Message non lu par Kiraa7 » 11 mars 2014, 15:16

Le Promeneur

On ne présente plus Jirô Taniguchi : auteur pilier du manga, réputé pour son style proche de la BD franco-belge, sa renommée n'est plus à faire. Avec plus d'une quinzaine de ses titres parus chez nous, autant dire qu'on a vu l'auteur sous tous les genres et tous les formats. Et bien en 2008 nous avons eu droit à mettre la main sur Le Promeneur, manga édité sous le format d'une BD occidentale qui nous transporte dans diverses promenades à travers Tokyo...

Avec ce thème, on aura tôt fait de penser à L'homme qui marche, autre oeuvre de l'auteur ayant pour ainsi dire le même thème à savoir la balade. Mais même si le genre des récits est bel et bien le même, ces deux derniers sont pourtant différents; en effet si L'homme qui marche nous amenait à suivre un homme d'âge mûr à travers diverses petites promenades où ce dernier profitait de petits moments agréables, tel le chant des oiseaux ou encore le doux bruit d'un ruisseau qui coule, Le Promeneur lui nous emmène à travers la ville plus exactement, entre divers quartiers nouveaux comme anciens. Alors que le héros de L'homme qui marche se questionnait plus sur ce qui fait la richesse d'une balade où nos cinq sens sont éveillés, celui du présent récit s'interroge plutôt sur le devenir de sa ville, de son changement à travers le temps et tente de trouver une réponse à tout ça.

Dans la forme, c'est la même chose : bien qu'un peu moins aventurier dans l'âme que son comparse dans l'autre manga cité précédemment, ici le héros est également amené à se promener pour diverses raisons, que ce soit l'envie de faire un petit détour à pied avant d'aller au boulot, le fait de devoir aller acheter un cadeau dans un quartier précis pour retrouver une boutique spéciale, un ami qui lui propose de promener son chien, bref toutes les raisons seront bonnes à notre homme pour qu'il se serve uniquement de ses jambes pour contempler le paysage dans lequel il vit. Mais les questions tournent donc ici plus sur la relation passé/présent/futur, notre héros vivant dans sa ville depuis de nombreuses années.
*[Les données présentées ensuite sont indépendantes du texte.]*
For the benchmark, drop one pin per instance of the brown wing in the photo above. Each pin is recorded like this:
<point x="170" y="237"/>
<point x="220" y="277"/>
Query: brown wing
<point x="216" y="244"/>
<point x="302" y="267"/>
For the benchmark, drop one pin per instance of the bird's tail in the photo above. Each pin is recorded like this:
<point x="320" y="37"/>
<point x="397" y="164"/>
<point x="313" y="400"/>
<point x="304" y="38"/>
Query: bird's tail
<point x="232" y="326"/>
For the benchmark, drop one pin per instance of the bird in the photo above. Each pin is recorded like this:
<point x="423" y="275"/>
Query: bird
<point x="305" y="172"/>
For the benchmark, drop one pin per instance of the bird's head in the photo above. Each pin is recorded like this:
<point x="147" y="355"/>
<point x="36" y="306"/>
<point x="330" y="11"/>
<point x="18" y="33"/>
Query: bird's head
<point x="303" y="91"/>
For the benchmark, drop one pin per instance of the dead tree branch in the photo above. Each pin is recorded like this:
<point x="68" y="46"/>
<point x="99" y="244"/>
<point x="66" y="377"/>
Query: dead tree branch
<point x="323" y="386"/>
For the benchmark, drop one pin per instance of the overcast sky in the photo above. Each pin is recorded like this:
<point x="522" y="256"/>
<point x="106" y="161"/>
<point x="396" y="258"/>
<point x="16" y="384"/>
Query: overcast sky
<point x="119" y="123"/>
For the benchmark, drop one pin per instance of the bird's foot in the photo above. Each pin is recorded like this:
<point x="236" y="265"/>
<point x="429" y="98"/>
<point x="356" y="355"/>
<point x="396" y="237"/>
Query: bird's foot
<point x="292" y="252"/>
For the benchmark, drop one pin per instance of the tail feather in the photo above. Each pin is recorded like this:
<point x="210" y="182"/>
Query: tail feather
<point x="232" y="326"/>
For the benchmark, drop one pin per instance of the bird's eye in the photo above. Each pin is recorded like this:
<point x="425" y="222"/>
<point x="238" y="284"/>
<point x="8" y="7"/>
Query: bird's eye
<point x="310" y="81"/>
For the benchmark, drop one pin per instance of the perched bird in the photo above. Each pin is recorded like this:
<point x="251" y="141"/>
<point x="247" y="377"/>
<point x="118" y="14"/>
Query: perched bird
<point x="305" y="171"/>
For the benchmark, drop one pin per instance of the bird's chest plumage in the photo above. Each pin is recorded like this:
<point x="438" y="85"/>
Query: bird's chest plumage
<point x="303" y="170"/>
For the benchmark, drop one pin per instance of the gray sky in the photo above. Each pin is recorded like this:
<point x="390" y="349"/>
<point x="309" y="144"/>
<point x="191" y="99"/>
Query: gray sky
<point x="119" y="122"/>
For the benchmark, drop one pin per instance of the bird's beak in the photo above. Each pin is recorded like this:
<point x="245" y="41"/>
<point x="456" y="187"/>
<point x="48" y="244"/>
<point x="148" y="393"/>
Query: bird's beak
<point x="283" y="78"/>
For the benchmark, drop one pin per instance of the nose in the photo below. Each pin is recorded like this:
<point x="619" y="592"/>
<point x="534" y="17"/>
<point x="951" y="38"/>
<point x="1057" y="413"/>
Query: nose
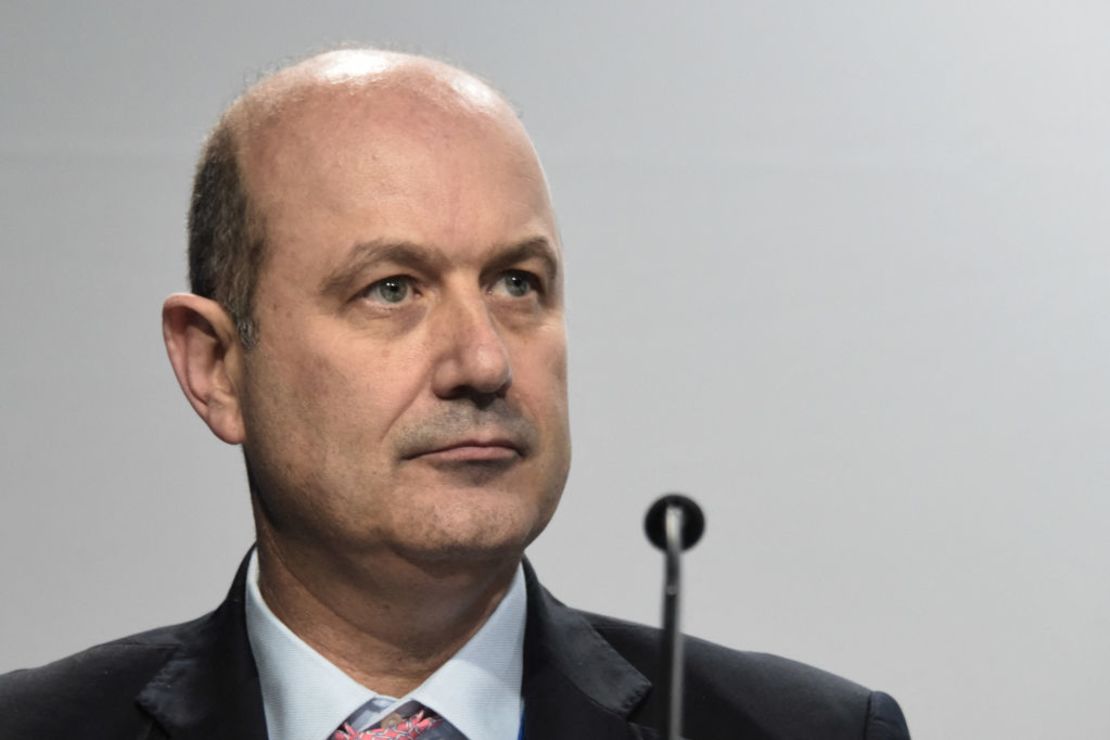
<point x="473" y="361"/>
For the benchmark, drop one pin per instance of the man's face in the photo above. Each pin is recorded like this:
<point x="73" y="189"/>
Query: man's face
<point x="409" y="389"/>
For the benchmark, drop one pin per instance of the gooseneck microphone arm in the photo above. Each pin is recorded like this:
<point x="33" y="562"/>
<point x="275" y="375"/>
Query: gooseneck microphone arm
<point x="673" y="524"/>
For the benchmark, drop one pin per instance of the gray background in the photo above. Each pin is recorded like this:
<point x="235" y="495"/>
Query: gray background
<point x="839" y="270"/>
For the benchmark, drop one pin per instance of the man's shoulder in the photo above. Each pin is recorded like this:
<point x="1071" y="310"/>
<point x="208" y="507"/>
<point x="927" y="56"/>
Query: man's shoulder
<point x="641" y="645"/>
<point x="759" y="689"/>
<point x="101" y="681"/>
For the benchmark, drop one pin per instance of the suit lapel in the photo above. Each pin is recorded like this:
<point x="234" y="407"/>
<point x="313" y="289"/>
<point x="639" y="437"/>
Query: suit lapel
<point x="209" y="688"/>
<point x="575" y="683"/>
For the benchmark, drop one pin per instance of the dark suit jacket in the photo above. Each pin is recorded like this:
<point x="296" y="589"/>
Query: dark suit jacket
<point x="584" y="679"/>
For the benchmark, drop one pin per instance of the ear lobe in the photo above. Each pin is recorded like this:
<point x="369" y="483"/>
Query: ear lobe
<point x="205" y="354"/>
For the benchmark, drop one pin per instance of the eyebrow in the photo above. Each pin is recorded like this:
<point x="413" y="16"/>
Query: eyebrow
<point x="364" y="255"/>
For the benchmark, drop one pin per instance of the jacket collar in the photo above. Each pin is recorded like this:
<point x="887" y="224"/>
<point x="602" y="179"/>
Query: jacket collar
<point x="575" y="683"/>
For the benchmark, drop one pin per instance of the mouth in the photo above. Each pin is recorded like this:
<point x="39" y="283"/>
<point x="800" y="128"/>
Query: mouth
<point x="472" y="450"/>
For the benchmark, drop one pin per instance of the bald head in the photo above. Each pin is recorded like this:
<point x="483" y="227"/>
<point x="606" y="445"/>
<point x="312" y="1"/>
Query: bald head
<point x="315" y="111"/>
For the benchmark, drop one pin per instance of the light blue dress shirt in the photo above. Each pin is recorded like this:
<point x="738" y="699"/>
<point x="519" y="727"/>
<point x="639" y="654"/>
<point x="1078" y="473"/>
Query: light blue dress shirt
<point x="306" y="697"/>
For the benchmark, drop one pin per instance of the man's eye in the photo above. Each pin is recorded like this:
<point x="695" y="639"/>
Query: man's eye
<point x="517" y="283"/>
<point x="390" y="290"/>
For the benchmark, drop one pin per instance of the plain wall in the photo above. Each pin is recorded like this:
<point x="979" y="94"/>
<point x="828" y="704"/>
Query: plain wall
<point x="839" y="271"/>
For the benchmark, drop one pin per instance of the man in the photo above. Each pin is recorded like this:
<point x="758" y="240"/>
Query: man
<point x="376" y="317"/>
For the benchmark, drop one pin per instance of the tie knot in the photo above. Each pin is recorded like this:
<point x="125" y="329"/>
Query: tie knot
<point x="393" y="727"/>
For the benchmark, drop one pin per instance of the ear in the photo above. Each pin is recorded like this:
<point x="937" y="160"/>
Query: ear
<point x="207" y="357"/>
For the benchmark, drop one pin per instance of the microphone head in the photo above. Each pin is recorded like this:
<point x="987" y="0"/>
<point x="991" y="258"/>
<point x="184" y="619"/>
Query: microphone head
<point x="693" y="520"/>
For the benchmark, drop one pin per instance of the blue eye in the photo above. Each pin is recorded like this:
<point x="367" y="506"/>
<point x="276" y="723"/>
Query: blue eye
<point x="517" y="283"/>
<point x="390" y="290"/>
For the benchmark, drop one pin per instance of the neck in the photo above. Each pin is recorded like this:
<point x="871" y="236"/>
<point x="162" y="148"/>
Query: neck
<point x="385" y="621"/>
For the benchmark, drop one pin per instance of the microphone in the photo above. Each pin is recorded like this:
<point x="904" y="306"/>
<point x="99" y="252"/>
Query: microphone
<point x="673" y="524"/>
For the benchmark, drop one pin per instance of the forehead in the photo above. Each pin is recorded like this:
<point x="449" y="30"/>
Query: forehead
<point x="337" y="164"/>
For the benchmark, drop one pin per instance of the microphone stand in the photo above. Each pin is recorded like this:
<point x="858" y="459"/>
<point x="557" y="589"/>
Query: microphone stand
<point x="673" y="524"/>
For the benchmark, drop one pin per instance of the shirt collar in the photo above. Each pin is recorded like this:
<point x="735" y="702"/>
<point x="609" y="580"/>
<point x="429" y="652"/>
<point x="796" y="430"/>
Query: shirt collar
<point x="306" y="697"/>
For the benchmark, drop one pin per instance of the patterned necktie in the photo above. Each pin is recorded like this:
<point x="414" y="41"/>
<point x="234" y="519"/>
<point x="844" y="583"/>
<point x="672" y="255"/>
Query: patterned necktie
<point x="391" y="728"/>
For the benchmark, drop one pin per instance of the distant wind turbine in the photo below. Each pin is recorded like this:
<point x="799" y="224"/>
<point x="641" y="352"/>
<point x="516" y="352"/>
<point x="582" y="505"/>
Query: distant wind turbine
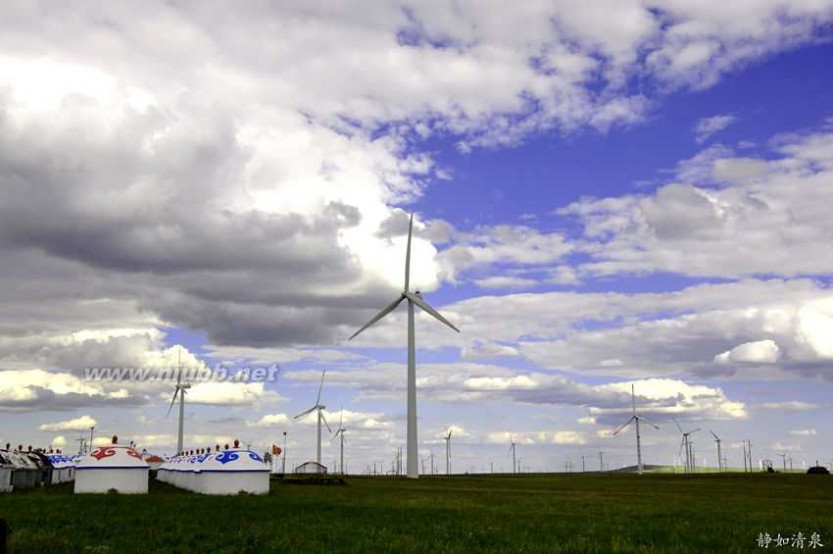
<point x="180" y="389"/>
<point x="320" y="407"/>
<point x="413" y="298"/>
<point x="635" y="418"/>
<point x="447" y="440"/>
<point x="686" y="443"/>
<point x="340" y="433"/>
<point x="719" y="456"/>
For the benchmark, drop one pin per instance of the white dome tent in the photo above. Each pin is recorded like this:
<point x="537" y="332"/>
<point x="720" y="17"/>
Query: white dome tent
<point x="112" y="467"/>
<point x="6" y="470"/>
<point x="63" y="468"/>
<point x="230" y="471"/>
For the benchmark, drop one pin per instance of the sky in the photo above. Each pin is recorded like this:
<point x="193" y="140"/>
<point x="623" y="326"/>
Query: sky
<point x="628" y="193"/>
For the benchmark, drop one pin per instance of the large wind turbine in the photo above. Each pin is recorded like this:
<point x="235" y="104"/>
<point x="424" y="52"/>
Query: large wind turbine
<point x="320" y="407"/>
<point x="180" y="389"/>
<point x="686" y="443"/>
<point x="340" y="433"/>
<point x="413" y="298"/>
<point x="447" y="440"/>
<point x="719" y="456"/>
<point x="636" y="418"/>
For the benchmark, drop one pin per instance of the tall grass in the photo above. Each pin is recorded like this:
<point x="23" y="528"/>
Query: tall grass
<point x="526" y="513"/>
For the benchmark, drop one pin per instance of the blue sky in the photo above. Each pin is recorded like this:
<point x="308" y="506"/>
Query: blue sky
<point x="601" y="199"/>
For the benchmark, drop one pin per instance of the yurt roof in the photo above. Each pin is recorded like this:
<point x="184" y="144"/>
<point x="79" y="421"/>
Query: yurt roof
<point x="235" y="460"/>
<point x="112" y="456"/>
<point x="60" y="461"/>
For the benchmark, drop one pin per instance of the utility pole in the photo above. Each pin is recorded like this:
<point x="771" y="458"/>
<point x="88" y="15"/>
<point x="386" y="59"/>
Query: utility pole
<point x="283" y="461"/>
<point x="448" y="453"/>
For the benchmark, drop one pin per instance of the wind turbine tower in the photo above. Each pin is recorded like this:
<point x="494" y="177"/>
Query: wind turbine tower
<point x="447" y="440"/>
<point x="635" y="418"/>
<point x="340" y="433"/>
<point x="414" y="299"/>
<point x="180" y="390"/>
<point x="686" y="443"/>
<point x="320" y="407"/>
<point x="719" y="455"/>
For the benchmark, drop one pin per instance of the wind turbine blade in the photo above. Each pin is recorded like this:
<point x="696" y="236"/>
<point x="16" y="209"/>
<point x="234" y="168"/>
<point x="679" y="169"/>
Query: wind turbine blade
<point x="425" y="307"/>
<point x="408" y="256"/>
<point x="302" y="414"/>
<point x="320" y="386"/>
<point x="388" y="309"/>
<point x="176" y="391"/>
<point x="628" y="422"/>
<point x="678" y="425"/>
<point x="640" y="418"/>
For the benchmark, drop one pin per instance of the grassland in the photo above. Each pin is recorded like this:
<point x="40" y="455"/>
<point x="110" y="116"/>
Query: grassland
<point x="531" y="513"/>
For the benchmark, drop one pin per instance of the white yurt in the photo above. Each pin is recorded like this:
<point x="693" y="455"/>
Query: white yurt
<point x="63" y="468"/>
<point x="231" y="472"/>
<point x="27" y="469"/>
<point x="112" y="467"/>
<point x="6" y="470"/>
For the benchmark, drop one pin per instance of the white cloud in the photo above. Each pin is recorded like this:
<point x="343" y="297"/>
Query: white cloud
<point x="803" y="432"/>
<point x="78" y="424"/>
<point x="792" y="406"/>
<point x="758" y="352"/>
<point x="708" y="126"/>
<point x="270" y="420"/>
<point x="695" y="228"/>
<point x="228" y="393"/>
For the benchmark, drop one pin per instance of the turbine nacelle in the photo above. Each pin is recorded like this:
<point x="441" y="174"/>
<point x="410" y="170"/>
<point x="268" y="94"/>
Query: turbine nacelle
<point x="414" y="299"/>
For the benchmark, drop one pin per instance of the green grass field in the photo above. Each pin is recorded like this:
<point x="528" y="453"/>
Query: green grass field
<point x="529" y="513"/>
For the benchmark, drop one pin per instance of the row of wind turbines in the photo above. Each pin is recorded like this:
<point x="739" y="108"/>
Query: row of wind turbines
<point x="415" y="299"/>
<point x="686" y="444"/>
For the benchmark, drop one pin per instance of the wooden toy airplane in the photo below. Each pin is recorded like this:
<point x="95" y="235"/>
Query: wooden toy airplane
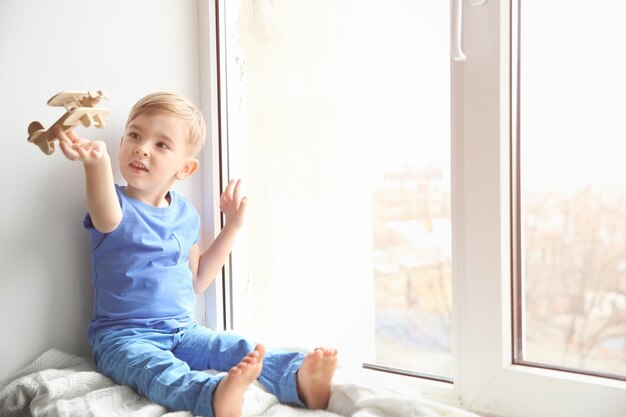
<point x="80" y="106"/>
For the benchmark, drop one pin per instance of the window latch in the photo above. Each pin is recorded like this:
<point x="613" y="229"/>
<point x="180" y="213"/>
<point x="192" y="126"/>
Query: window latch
<point x="456" y="20"/>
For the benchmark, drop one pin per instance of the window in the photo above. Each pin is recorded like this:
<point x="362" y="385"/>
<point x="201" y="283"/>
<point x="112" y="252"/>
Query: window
<point x="349" y="221"/>
<point x="287" y="289"/>
<point x="573" y="190"/>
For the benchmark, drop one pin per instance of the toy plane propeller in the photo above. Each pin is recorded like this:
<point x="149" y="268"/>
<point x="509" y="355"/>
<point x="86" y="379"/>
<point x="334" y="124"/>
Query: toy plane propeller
<point x="80" y="106"/>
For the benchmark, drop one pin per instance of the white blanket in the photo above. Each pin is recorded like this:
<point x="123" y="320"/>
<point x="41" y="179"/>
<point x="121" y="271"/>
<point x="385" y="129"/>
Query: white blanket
<point x="58" y="384"/>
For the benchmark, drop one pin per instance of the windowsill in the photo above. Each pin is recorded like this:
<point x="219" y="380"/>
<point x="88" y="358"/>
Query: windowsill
<point x="406" y="386"/>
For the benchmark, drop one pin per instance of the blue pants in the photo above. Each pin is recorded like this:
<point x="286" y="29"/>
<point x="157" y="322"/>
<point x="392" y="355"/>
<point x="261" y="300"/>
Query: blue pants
<point x="166" y="365"/>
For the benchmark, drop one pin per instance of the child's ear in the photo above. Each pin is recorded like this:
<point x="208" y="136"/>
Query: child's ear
<point x="189" y="168"/>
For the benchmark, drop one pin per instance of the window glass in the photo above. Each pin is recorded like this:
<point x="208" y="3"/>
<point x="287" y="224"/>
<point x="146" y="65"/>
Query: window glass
<point x="338" y="119"/>
<point x="573" y="185"/>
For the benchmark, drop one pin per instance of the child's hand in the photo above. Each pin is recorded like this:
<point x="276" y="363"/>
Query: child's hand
<point x="76" y="148"/>
<point x="233" y="205"/>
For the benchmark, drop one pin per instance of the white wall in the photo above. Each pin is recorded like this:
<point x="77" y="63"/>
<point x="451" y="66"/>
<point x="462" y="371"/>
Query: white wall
<point x="127" y="48"/>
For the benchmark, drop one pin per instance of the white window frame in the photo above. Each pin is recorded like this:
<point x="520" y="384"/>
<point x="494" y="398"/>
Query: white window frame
<point x="485" y="379"/>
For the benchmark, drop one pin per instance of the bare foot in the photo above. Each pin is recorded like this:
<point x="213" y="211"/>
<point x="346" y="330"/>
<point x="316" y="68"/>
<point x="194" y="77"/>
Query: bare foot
<point x="315" y="377"/>
<point x="228" y="396"/>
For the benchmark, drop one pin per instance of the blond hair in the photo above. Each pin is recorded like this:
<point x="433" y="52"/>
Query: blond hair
<point x="180" y="106"/>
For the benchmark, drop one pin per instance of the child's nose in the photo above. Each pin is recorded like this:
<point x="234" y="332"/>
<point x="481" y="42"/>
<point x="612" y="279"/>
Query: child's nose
<point x="140" y="150"/>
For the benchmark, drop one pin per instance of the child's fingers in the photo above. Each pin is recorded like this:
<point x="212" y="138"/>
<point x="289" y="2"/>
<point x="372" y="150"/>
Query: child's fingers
<point x="237" y="192"/>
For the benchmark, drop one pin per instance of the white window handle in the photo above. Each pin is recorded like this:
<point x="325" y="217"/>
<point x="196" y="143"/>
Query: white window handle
<point x="456" y="23"/>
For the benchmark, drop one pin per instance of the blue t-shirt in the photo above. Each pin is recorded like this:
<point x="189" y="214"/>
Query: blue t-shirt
<point x="141" y="276"/>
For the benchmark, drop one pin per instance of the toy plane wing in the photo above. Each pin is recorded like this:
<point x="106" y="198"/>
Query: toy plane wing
<point x="87" y="116"/>
<point x="80" y="106"/>
<point x="75" y="99"/>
Est-ce bien de voir de tels changements opérer ? Les bâtiments de maintenant sont-ils mieux que ceux d'avant ? Une petite ruelle dans l'ombre ne peut-elle pas posséder son propre charme elle aussi ? Tant de questions qui ne peuvent pas avoir de réponses concrètes tant les pensées diffèrent ainsi que les façons de ressentir notre propre vie dans un tel contexte...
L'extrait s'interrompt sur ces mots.